OPINIÓN

Monólogo de Alsina: "Como Estrasburgo no se pronunciará ni hoy, ni mañana ni este año, Puigdemont no será presidente"

San Valentín. El día del des-amor. De la ceniza. De ya no sentimos lo mismo. De qué fue de lo nuestro.

Carlos Alsina | @carlos__alsina

Madrid | 14.02.2018 07:56

El serial.

Hay frialdad. Desconfianza. Recelos y rivalidades en la pareja.

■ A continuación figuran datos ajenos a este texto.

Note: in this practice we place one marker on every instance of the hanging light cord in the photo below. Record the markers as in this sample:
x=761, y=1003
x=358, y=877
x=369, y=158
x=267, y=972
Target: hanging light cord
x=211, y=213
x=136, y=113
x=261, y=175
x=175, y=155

En el capítulo de hoy del serial puigdemoníaco suenan tambores de ruptura. La pareja a la fuerza que formaron en la fogosa noche del 21 de diciembre el PuigDeCat triunfante y la Esquerra disminuida hace agua y amenaza quiebra.

Nunca hubo amor entre Puigdemont y Junqueras. Nunca. Como no lo hubo entre Junqueras y Artur Mas. Como acabó por no haberlo entre Artur Mas y Puigdemont. Se han amado poco los tres. Junts…pel interés. La pandilla que sólo era actuaba como tal, en pandilla, cuando se trataba de urdir planes para hacerle la puñeta al Estado.

Pero amor no hubo. Ni lo habrá.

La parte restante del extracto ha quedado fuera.